(PARTE FINAL)
4. Legitimación pasiva
El Código civil regula acerca de esta materia cuanto sigue: Art. 98. “Las personas jurídicas responden del daño que los actos de sus órganos hayan causado a terceros, trátese de una acción u omisión y aunque sea delito, cuando los hechos han sido ejecutados en el ejercicio de sus funciones y en beneficio de la entidad. Dichos actos responsabilizan personalmente a sus autores con relación a las personas jurídicas. Responden también las personas jurídicas por los daños que causen sus dependientes o las cosas de que se sirven”; Art. 1833. “El que comete un acto ilícito queda obligado a resarcir el daño. Si no mediare culpa, se debe igualmente indemnización en los casos previstos por la ley, directa o indirectamente”; Art. 1845. “Las autoridades superiores, los funcionarios y empleados públicos del Estado, de las Municipalidades, y los entes de Derecho Público serán responsables, en forma directa y personal, por los actos ilícitos cometidos en el ejercicio de sus funciones.
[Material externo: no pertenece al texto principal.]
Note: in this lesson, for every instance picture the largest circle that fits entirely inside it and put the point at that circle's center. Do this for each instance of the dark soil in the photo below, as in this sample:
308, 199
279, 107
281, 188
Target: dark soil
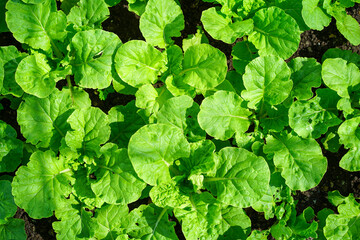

Los autores y copartícipes responderán solidariamente. El Estado, las Municipalidades y los entes de Derecho Público responderán subsidiariamente por ellos en caso de insolvencia de éstos”; Art. 1851. “El que habita una casa o una de sus partes, responderá por el daño proveniente de las cosas que de ella caigan o fueren arrojadas en un lugar indebido”.
El resarcimiento se reclama al contaminador o corresponsables solidarios (personas físicas o jurídicas, instituciones estatales), que por sí o a través de sus representantes, administradores o empleados generen daño, o deterioro ambiental, con motivo de sus actos u omisiones en la realización de actividades con incidencia ambiental.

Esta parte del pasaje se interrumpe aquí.